Врачи промыли царапину, успокоили. Ранка не успела поймать инфекцию и зажила быстро. Ну, там багровый шрам покрасовался на лбу несколько дней, и пропал.
Пропал и мамин страх, словно выключили его.
Но сейчас, вспоминая, Алёна задним числом испугалась. Пройди тот нож сантиметром ниже… Пирокинетической паранорме тоже свойственно ясновидение, в ослабленном виде, разумеется, с целителями не сравнить. Но вот такие эмоции никогда не возникают случайно, сами по себе. Мама боялась потому, что чувствовала неладное, какую-то смертельную грань, на которую встала дочь через знакомство с Тимом Флаконниковым. Как в случае с тем ножом. Облило жарким стыдом за то, как вела себя тогда. А ведь мама беспокоилась искренне! И не на пустом месте.
— Хорошо, мама, — пообещала Алёна. — Я никуда отсюда не уйду. Я дождусь Огнева.
— Не уходи с этажа, — повторила мама снова, стискивая руки холодными влажными ладонями девочки.
— Не уйду, — кивнула та.
— Хорошо.
На том и расстались.
Профессор Ольмезовский пришёл, как обещал, через три часа, даже немного раньше. Он переоделся в лабораторную одежду — брюки и тунику зеленоватого оттенка, отчего сразу стал похож на хирурга из родного травмпункта. С хирургом Алёна плотно познакомилась за три года до истории с ножом: прыгнула на спор с опоры монорельса, а было там, на минуточку, метра четыре. Хирург, отменная язва, в свойственной ему ехидной манере попросил в следующий раз выбрать для прыжка что-нибудь повыше. Чтобы не мучиться зря самому и пациентку не мучить, а со спокойной совестью свалить работу сразу в анатомическое отделение, минуя реанимацию. Надо ли говорить, что после выписки Алёна с таких высот больше не прыгала?
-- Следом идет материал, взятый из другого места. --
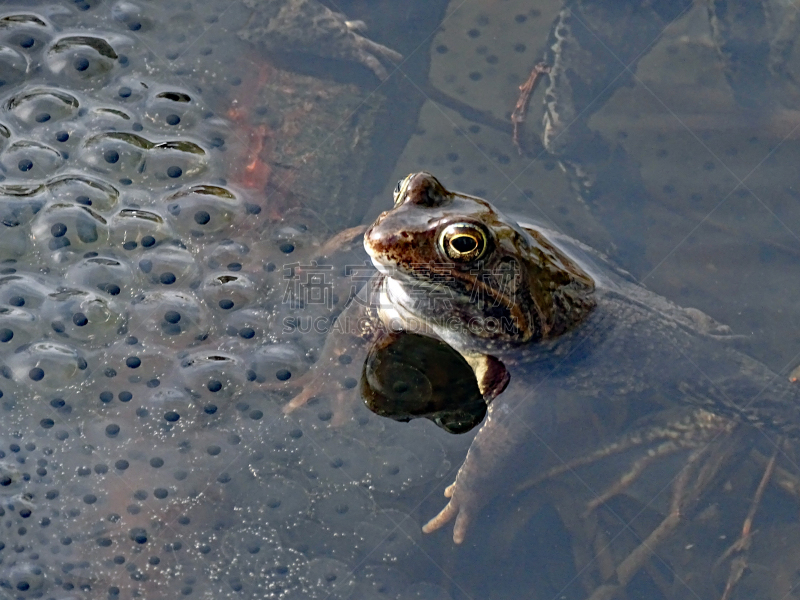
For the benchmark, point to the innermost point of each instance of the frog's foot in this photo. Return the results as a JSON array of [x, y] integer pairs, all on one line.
[[462, 506], [308, 26]]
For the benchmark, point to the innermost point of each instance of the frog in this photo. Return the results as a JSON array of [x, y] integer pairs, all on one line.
[[542, 319], [309, 27]]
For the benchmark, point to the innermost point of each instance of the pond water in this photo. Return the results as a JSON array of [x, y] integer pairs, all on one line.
[[161, 174]]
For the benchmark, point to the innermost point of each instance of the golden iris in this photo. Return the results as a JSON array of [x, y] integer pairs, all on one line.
[[463, 242]]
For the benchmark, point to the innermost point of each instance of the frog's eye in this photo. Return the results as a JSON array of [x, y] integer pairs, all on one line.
[[463, 242]]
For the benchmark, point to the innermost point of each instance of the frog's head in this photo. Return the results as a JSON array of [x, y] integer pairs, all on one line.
[[455, 262]]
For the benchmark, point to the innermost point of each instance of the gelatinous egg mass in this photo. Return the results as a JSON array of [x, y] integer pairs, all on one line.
[[141, 309]]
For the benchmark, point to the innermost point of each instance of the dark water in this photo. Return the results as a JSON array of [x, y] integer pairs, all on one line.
[[142, 296]]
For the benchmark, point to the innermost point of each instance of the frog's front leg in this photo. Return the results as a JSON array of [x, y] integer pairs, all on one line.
[[504, 433], [308, 26]]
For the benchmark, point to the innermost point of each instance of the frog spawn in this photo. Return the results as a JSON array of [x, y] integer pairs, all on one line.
[[131, 327]]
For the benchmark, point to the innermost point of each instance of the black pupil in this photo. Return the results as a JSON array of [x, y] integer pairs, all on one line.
[[464, 243]]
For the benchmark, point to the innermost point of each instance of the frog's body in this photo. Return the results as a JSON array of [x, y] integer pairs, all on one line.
[[579, 330]]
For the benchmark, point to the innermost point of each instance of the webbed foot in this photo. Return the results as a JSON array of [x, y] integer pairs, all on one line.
[[308, 26], [462, 506]]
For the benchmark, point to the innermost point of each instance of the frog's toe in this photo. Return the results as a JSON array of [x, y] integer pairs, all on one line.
[[454, 509]]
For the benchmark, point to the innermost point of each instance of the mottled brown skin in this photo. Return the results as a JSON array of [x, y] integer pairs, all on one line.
[[583, 334], [519, 277]]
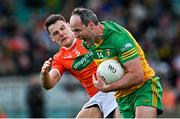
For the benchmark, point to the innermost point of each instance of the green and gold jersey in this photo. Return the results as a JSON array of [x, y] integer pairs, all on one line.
[[119, 44]]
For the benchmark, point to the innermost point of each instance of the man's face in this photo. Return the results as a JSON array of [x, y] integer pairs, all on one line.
[[61, 33], [79, 29]]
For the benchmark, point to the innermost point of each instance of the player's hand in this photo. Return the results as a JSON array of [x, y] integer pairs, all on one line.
[[46, 66], [99, 83]]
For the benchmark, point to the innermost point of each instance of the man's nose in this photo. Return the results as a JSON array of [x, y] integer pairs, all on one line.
[[60, 32], [76, 34]]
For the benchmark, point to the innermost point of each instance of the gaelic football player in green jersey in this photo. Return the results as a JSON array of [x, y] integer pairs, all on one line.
[[139, 92]]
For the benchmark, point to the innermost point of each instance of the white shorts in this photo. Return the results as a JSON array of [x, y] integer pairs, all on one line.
[[105, 101]]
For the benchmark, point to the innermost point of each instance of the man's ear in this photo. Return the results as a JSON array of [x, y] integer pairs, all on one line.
[[91, 25], [68, 24], [52, 38]]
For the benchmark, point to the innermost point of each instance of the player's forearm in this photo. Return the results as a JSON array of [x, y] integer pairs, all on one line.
[[46, 81], [129, 80]]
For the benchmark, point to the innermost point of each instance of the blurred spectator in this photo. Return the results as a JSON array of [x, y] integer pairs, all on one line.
[[35, 99], [2, 114]]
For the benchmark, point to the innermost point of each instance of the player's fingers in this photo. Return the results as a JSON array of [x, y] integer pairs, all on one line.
[[95, 81], [50, 60]]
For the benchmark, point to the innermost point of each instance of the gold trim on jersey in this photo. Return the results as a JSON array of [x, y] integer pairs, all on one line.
[[129, 54]]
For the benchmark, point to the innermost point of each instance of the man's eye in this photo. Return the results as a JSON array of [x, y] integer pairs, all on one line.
[[77, 30], [55, 33]]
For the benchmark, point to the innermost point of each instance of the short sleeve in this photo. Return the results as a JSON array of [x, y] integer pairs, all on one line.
[[125, 47]]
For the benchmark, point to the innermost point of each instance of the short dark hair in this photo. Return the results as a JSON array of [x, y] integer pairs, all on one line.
[[86, 15], [53, 19]]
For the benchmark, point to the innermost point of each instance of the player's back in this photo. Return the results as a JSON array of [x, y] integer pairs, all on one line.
[[79, 62]]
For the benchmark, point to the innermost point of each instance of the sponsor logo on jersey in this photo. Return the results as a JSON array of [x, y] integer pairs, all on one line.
[[82, 61], [126, 46]]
Но профессор Ольмезовский не выглядел ехидной. Он даже разговаривал иначе!
— Скажите, Алёна, а перед срывом Тим не говорил ничего странного?
— Говорил, — отвечала девочка. — Он сказал: «Я держу поле второго стелларатора, кто-нибудь, догадайтесь». Я так поняла, догадайтесь придти и помочь?
— Возможно, — профессор собрал на переносице острую складку. — Что-нибудь ещё об этом стеллараторе он говорил?
— Нет, только это. Он, наверное, что-то вспомнил, а где он мог работать со стелларатором? Ведь их на планете вроде бы нет.
— Есть старый экспериментальный образец в Гамограде, — неуверенно ответил Ольмезовский, — но я понятия не имею, как Тим мог там оказаться. Гамоград — пограничный город, примерно тысяча триста километров отсюда. Впрочем, не факт, что он говорил о прошлом.
— Он мог видеть будущее? — спросила Алёна напряжённо.
— Сложно сказать. В момент кризиса в его голове творится полная каша: будущее, настоящее и прошлое сливаются в одно общее поле, невероятно трудно это сканировать, собственно, даже полностью запрещено: можно сойти с ума.